Im Ortenaukreis werden nun Risikopatienten und Gesundheitsberufe getestet
Land greift durch und droht mit empfindlichen Strafen
Ortenau (mak/gro). In vielen Orten bot sich das gleiche Bild: Menschen sitzen auf öffentlichen Plätzen eng zusammen, die Spielplätze sind gut besucht – ganz so, als ob es die Warnungen, soziale Kontakte auf ein Minimum zu reduzieren und möglichst zwei Meter Abstand zu anderen zu halten, nie gegeben hätte. Dieses Verhalten ist seit gestern nicht mehr erlaubt. "Die Lage hat eine starke Dynamik. Die Maßnahmen müssen verschärft werden", teilte Baden-Württembergs Ministerpräsident Winfried Kretschmann am Freitag bei einer Pressekonferenz mit. Und die drei vorgestellten Maßnahmen haben es in sich. Alle Gaststätten und Restaurants müssen ab morgen geschlossen bleiben. Nur noch Essen zum Mitnehmen oder auf Bestellung ist weiterhin möglich. Zweitens sind alle Zusammenkünfte auf öffentlichen Plätzen und Außenanlagen von Gruppen von mehr als drei Personen nicht mehr erlaubt. Ausnahmen gibt es für Familien. Drittens werden die "Durchreisen aus internationalen Risikogebieten weiter eingedämmt und größtenteils untersagt", so Kretschmann weiter. Landesinnenminister Thomas Strobl wies darauf hin, dass es sich bei Verstößen gegen diese Maßnahmen um keine Bagatelldelikte handle – Bußgelder von bis zu 25.000 Euro oder mehrjährige Haftstrafen drohen. "Aus Rücksicht auf die Unternehmen haben wir erlaubt, dass Pendler mit einem Passierschein einreisen dürfen. Dieser berechtigt aber nicht dazu, in Deutschland einzukaufen", so Strobl. Dies werde kontrolliert und gegebenenfalls sanktioniert.
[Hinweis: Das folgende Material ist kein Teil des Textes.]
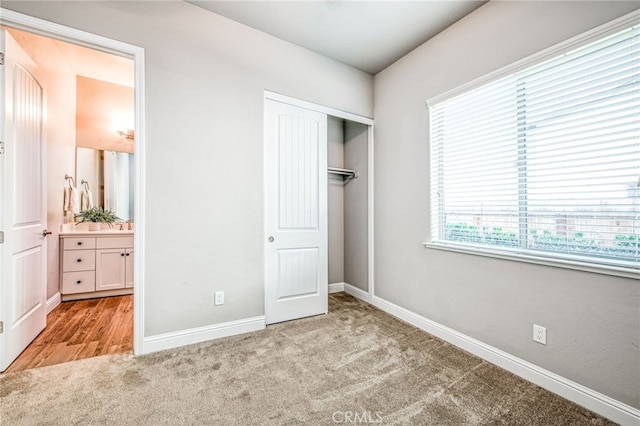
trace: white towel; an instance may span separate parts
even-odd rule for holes
[[[65,212],[68,212],[70,207],[71,207],[71,188],[69,188],[68,186],[65,186],[64,187],[64,202],[62,203],[62,209]]]
[[[80,211],[78,207],[80,207],[80,194],[77,188],[71,187],[69,188],[69,213],[78,214]]]
[[[80,210],[87,210],[93,207],[93,194],[85,189],[80,194]]]

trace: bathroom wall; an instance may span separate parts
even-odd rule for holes
[[[132,153],[133,139],[116,131],[133,130],[133,88],[80,75],[76,84],[76,145]]]
[[[75,170],[75,74],[57,46],[44,37],[8,29],[13,38],[36,62],[46,81],[45,88],[47,126],[47,299],[55,296],[59,288],[60,225],[64,223],[62,191],[64,175],[73,176]]]

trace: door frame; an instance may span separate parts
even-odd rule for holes
[[[133,296],[133,352],[144,353],[144,235],[145,235],[145,105],[144,105],[144,48],[112,40],[65,25],[45,21],[12,10],[0,8],[0,25],[12,27],[41,36],[62,40],[106,53],[124,56],[134,62],[134,98],[135,98],[135,191],[134,191],[134,296]],[[6,283],[2,282],[4,286]],[[0,348],[0,350],[2,350]]]
[[[369,180],[367,181],[367,214],[368,214],[368,229],[367,229],[367,262],[368,262],[368,289],[367,291],[363,291],[360,290],[359,288],[353,287],[353,286],[348,286],[345,287],[343,290],[346,293],[352,294],[356,297],[358,297],[359,299],[362,299],[364,301],[367,301],[369,303],[371,303],[373,301],[373,295],[374,295],[374,226],[373,226],[373,220],[374,220],[374,214],[373,214],[373,208],[374,208],[374,142],[373,142],[373,119],[369,118],[369,117],[364,117],[362,115],[358,115],[358,114],[353,114],[350,112],[346,112],[346,111],[341,111],[339,109],[335,109],[335,108],[331,108],[331,107],[327,107],[324,105],[318,105],[315,104],[313,102],[308,102],[308,101],[304,101],[301,99],[297,99],[297,98],[292,98],[290,96],[287,95],[282,95],[280,93],[276,93],[276,92],[272,92],[269,90],[265,90],[264,91],[264,100],[263,100],[263,105],[265,104],[266,100],[272,100],[272,101],[278,101],[278,102],[282,102],[285,104],[289,104],[289,105],[293,105],[293,106],[297,106],[300,108],[305,108],[305,109],[309,109],[311,111],[316,111],[316,112],[320,112],[320,113],[324,113],[327,115],[330,115],[332,117],[337,117],[337,118],[342,118],[344,120],[349,120],[349,121],[353,121],[356,123],[360,123],[360,124],[364,124],[367,126],[367,137],[368,137],[368,144],[367,144],[367,167],[368,167],[368,178]],[[265,117],[265,124],[266,124],[266,117]],[[266,131],[266,130],[265,130]],[[264,180],[265,185],[266,185],[266,179]],[[263,188],[263,194],[266,194],[266,186],[265,188]],[[264,204],[266,206],[266,198],[264,200]],[[265,207],[266,208],[266,207]],[[264,217],[264,214],[263,214]],[[263,227],[265,226],[265,224],[263,224]],[[264,234],[264,232],[263,232]],[[265,253],[265,262],[266,262],[266,253]],[[266,285],[267,285],[267,281],[266,281],[266,264],[264,267],[264,273],[263,276],[265,276],[265,303],[266,303]]]

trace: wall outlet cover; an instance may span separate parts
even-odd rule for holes
[[[547,329],[541,325],[533,324],[533,341],[546,345]]]
[[[224,291],[216,291],[213,304],[214,306],[224,305]]]

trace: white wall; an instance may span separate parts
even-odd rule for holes
[[[38,64],[47,96],[47,299],[59,289],[60,225],[64,223],[64,175],[75,175],[76,76],[56,45],[47,38],[10,29],[13,38]]]
[[[145,336],[263,315],[263,91],[371,116],[373,78],[184,2],[2,7],[145,49]]]
[[[638,280],[423,248],[425,101],[640,7],[490,2],[375,76],[375,294],[640,408]],[[547,327],[548,344],[531,339]]]

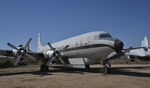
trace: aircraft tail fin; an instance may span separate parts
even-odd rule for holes
[[[147,37],[144,37],[144,40],[141,42],[141,47],[145,47],[148,49],[148,40]]]
[[[42,49],[41,35],[40,33],[38,33],[37,52],[40,52],[41,49]]]

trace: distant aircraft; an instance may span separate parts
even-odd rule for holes
[[[150,60],[150,48],[148,47],[147,37],[144,37],[144,40],[141,42],[141,47],[130,47],[124,50],[125,58],[134,60],[134,58],[140,60]]]
[[[41,58],[45,63],[41,65],[41,71],[47,71],[49,64],[54,60],[59,60],[62,64],[71,64],[73,67],[89,68],[91,64],[103,64],[103,72],[109,73],[111,64],[109,60],[122,55],[123,42],[112,38],[107,32],[96,31],[78,35],[56,43],[41,44],[40,33],[38,33],[37,52],[29,52],[26,48],[29,46],[31,38],[25,47],[8,43],[8,46],[14,50],[0,50],[0,55],[18,56],[15,66],[19,63],[22,56],[28,56],[31,59]],[[34,57],[33,57],[34,56]]]

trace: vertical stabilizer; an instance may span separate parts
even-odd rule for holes
[[[147,37],[144,37],[144,40],[141,42],[141,47],[145,47],[148,49],[148,40]]]
[[[40,52],[41,48],[42,48],[41,35],[40,35],[40,33],[38,33],[37,52]]]

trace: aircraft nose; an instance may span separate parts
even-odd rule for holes
[[[124,44],[122,41],[120,41],[118,39],[115,40],[114,49],[117,53],[122,52],[123,46],[124,46]]]

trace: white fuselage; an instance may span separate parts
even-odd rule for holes
[[[144,48],[132,49],[126,53],[128,56],[135,57],[150,57],[150,49],[145,50]]]
[[[67,58],[86,58],[86,63],[99,63],[107,58],[112,52],[116,52],[115,42],[118,39],[111,38],[107,32],[90,32],[75,36],[60,42],[52,43],[61,55]],[[121,48],[123,48],[121,46]],[[48,45],[42,46],[38,39],[38,52],[50,51]]]

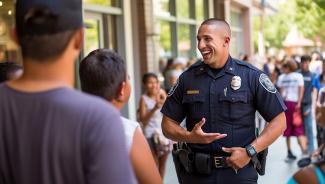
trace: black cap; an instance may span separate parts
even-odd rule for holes
[[[17,0],[18,35],[55,34],[83,26],[81,0]]]

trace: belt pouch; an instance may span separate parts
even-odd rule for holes
[[[184,166],[184,169],[187,173],[193,173],[194,171],[194,154],[188,150],[180,149],[179,150],[179,160]]]
[[[200,174],[211,174],[211,156],[204,153],[196,153],[195,169]]]

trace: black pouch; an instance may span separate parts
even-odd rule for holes
[[[179,149],[178,158],[187,173],[194,172],[194,153],[189,150]]]
[[[260,167],[256,167],[255,169],[260,176],[263,176],[265,174],[267,153],[268,153],[268,148],[266,148],[265,150],[257,154],[257,160],[260,162]]]
[[[211,156],[204,153],[195,154],[195,169],[200,174],[211,174]]]

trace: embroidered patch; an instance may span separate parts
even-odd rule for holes
[[[167,96],[170,97],[174,94],[176,88],[178,87],[179,80],[177,79],[176,84],[168,91]]]
[[[267,75],[262,73],[259,78],[260,84],[270,93],[276,93],[276,88],[274,87],[272,81],[269,79]]]
[[[231,88],[237,90],[241,87],[241,78],[239,76],[234,76],[231,79]]]

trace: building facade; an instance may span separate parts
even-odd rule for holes
[[[135,119],[142,75],[158,72],[160,58],[199,58],[196,33],[204,19],[227,20],[231,55],[251,55],[252,6],[252,0],[83,0],[89,26],[80,58],[96,48],[113,49],[124,57],[133,92],[122,113]],[[14,0],[0,0],[0,61],[21,62],[9,34],[13,25]]]

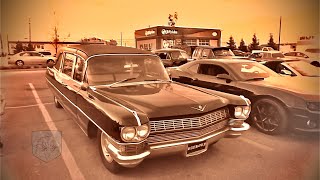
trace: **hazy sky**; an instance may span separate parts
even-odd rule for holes
[[[9,40],[50,40],[53,27],[67,40],[100,37],[134,44],[134,30],[167,25],[168,14],[178,12],[177,26],[222,29],[222,42],[232,35],[237,45],[251,43],[254,33],[260,44],[269,33],[281,42],[296,42],[301,35],[319,34],[318,0],[1,0],[1,34]],[[54,15],[56,12],[56,15]],[[6,40],[6,38],[4,38]]]

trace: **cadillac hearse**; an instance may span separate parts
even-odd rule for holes
[[[250,127],[247,98],[172,82],[158,56],[135,48],[63,47],[46,81],[56,107],[98,138],[113,173],[157,155],[201,154]]]

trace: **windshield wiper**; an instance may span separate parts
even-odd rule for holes
[[[136,77],[133,77],[133,78],[126,78],[126,79],[122,79],[120,81],[117,81],[117,82],[114,82],[112,84],[109,84],[108,86],[112,87],[116,84],[119,84],[119,83],[124,83],[124,82],[127,82],[127,81],[130,81],[130,80],[134,80],[134,79],[137,79]]]
[[[246,81],[258,81],[258,80],[264,80],[264,78],[263,77],[251,78],[251,79],[247,79]]]

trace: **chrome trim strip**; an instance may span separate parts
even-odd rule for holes
[[[247,98],[245,98],[243,95],[240,95],[240,97],[246,102],[247,106],[250,106],[251,102],[250,101],[248,102]]]
[[[243,122],[241,128],[234,128],[234,127],[232,127],[232,128],[230,129],[230,131],[240,132],[240,131],[246,131],[246,130],[248,130],[248,129],[250,129],[250,125],[249,125],[248,123]]]
[[[206,141],[214,136],[217,136],[219,134],[228,132],[230,130],[230,128],[226,128],[224,130],[221,130],[219,132],[214,132],[213,134],[210,134],[208,136],[199,138],[199,139],[195,139],[195,140],[188,140],[188,141],[183,141],[183,142],[177,142],[177,143],[171,143],[171,144],[162,144],[162,145],[150,145],[150,149],[159,149],[159,148],[167,148],[167,147],[171,147],[171,146],[179,146],[179,145],[185,145],[185,144],[190,144],[190,143],[197,143],[197,142],[201,142],[201,141]]]
[[[103,133],[107,134],[100,126],[98,126],[86,113],[84,113],[77,105],[75,105],[72,101],[70,101],[70,99],[68,99],[64,94],[62,94],[62,92],[59,91],[59,89],[53,85],[48,78],[46,77],[47,82],[49,82],[65,99],[67,99],[75,108],[77,108],[84,116],[86,116],[93,124],[95,124],[97,126],[97,128],[99,128]]]
[[[113,103],[118,104],[119,106],[123,107],[123,108],[126,109],[127,111],[131,112],[131,113],[133,114],[133,116],[136,118],[137,123],[138,123],[138,126],[141,126],[141,120],[140,120],[140,118],[139,118],[139,116],[138,116],[138,114],[137,114],[136,111],[129,109],[128,107],[124,106],[123,104],[121,104],[121,103],[119,103],[119,102],[117,102],[117,101],[115,101],[115,100],[113,100],[113,99],[111,99],[111,98],[109,98],[109,97],[107,97],[107,96],[105,96],[105,95],[103,95],[103,94],[95,91],[95,90],[93,90],[93,91],[94,91],[95,93],[99,94],[100,96],[103,96],[103,97],[109,99],[109,100],[112,101]]]
[[[141,154],[137,154],[137,155],[122,156],[119,154],[119,150],[116,147],[114,147],[111,143],[108,144],[108,149],[110,149],[116,155],[116,158],[121,161],[143,159],[150,154],[150,151],[145,151],[145,152],[143,152]]]
[[[47,78],[46,78],[47,79]],[[130,144],[140,144],[145,142],[147,139],[138,142],[138,143],[121,143],[121,142],[117,142],[115,141],[112,137],[110,137],[100,126],[98,126],[86,113],[84,113],[77,105],[75,105],[73,102],[71,102],[64,94],[62,94],[62,92],[59,91],[59,89],[57,87],[55,87],[55,85],[53,85],[48,79],[47,82],[49,82],[64,98],[66,98],[74,107],[76,107],[83,115],[85,115],[93,124],[95,124],[97,126],[97,128],[99,128],[103,133],[105,133],[110,139],[113,140],[114,143],[118,144],[118,145],[130,145]]]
Wirten droht Entzug der Gaststättenerlaubnis
Kurz zuvor hatte Landrat Frank Scherer den von Corona-Fällen betroffenen Kommunen empfohlen, Betretungsverbote für öffentliche Orte auszusprechen. Dabei handelt es sich in Offenburg aber nicht um eine Ausgangssperre, "wobei das Haus oder die Wohnung nur noch für dringende Angelegenheiten verlassen werden sollte", so die Stadt in einer Pressenotiz. Wer sich in Offenburg im Freien aufhalten möchte, darf dies nur alleine, zu zweit oder mit den Personen, die mit im eignen Haushalt leben. Diese Regelung hat auch die Stadt Lahr erlassen. Die Stadt Achern hat ein Niederlassungsverbot auf öffentlichen Plätzen ausgesprochen. Ausgenommen sind auch hier Einzelpersonen und Paare, gegebenenfalls mit eignen Kindern. Dies sieht auch die Stadt Kehl vor. Zusätzlich dazu droht sie Gastwirten, die sich nicht an die verschärften Regelungen halten, mit dem dauerhaften Verlust der Gaststättenerlaubnis. Eine deutliche Einschränkung von Zusammenkünften an öffentlichen Orten sei mit den Maßnahmen der Landesregierung bereits erfolgt, so die Stadt Oberkirch.
92 Infizierte in der Ortenau
Stand Samstagnachmittag gab es 92 bestätigte Erkrankungen – darunter der Durbacher Bürgermeister Andreas König und WRO-Chef Dominik Fehringer – in der Ortenau. Am Freitag wurde der zweite Todesfall bekannt: Am 19. März verstarb ein 91-jähriger Patient. 27 Kommunen sind betroffen. "Die Entwicklung ist dynamisch", so Reinhard Kirr, Dezernent für Sicherheit, Ordnung und Gesundheit beim Ortenaukreis. "Wir haben eine neue Phase der Pandemie erreicht", stellt auch Evelyn Bressau, Leiterin des Gesundheitsamtes, fest. "Wir können die Infektionsketten gar nicht mehr verfolgen." Jetzt gehe es darum, besonders sensible Gruppen zu schützen: Dazu zählen Risikopatienten sowie die Angehörigen der Gesundheitsberufe. Diese werden nun bevorzugt getestet. Dazu wurden die Testverfahren an die Hausarztpraxen übergeben. Diese werden aktuell koordiniert an vier Standorten vorgenommen.
"Wir brauchen jeden Arzt und jede Pflegekraft", stellt Doris Reinhardt, Kassenärztliche Vereinigung Baden-Württemberg fest.